Barber compares job to fine art
When Silk Salon barber Dimitri Dixon cuts hair, he feels like an artist approaching a canvas.
“It’s like drawing a straight line,” he said. “You need a steady hand.”
Cutting hair enhances Dixon’s imaginative skills, which allows him to see what a style will look like before his client steps out of the chair.
“As an artist, you always see a finished product, even before it’s done,” he said. “When people paint their cars, they figure out the paint, color scheme, and design first. It’s the same with cutting hair.”
Similar to a preferred set of paintbrushes, Dixon has specific tools that work best for different situations at the Marion business.
“If I had to use different clippers it wouldn’t feel right,” he said. “I could do it because that’s what being a professional is, but it feels different.”

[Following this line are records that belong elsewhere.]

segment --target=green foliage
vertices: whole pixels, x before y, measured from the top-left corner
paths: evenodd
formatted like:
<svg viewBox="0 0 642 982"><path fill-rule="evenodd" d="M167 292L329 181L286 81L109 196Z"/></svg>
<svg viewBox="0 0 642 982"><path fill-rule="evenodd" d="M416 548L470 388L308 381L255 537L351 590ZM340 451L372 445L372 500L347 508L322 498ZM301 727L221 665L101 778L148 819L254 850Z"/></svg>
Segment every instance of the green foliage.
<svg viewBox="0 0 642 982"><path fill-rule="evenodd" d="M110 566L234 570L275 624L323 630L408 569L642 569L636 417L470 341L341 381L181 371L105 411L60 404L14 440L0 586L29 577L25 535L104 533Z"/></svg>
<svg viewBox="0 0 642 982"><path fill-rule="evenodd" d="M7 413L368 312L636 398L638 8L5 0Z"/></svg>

“I specialize in straight hair because I like using my shears, as opposed to my clippers,” he said. “It’s an easier format.”
Dixon likes to finish a cut by touching up the ends with a pair of shears, literally going through it with a fine-toothed comb.
“It helps me clean up the cut a little more,” he said. “I like to get my patrons that extra care. I want them to come out feeling good.”
The salon, which offers $18 men’s cuts, offers a more relaxed pace than when Dixon attended school, something he appreciates.
The Wichita native graduated from barber college in June, but his education was a long road.
“I wish I’d finished sooner because I’d be more established now,” he said.
Dixon started school a decade ago, but left receiving without his certification, before returning to finish it recently.
Now a certified barber, he works at the salon Thursday through Saturday.
Dixon works part-time at Peabody Market as well, which has helped him transition to living in Peabody, and provides extra income.
“It helps me get to know people in the community and vice versa,” he said. “More than anything, the job allows me to supplement my income until I can get established.”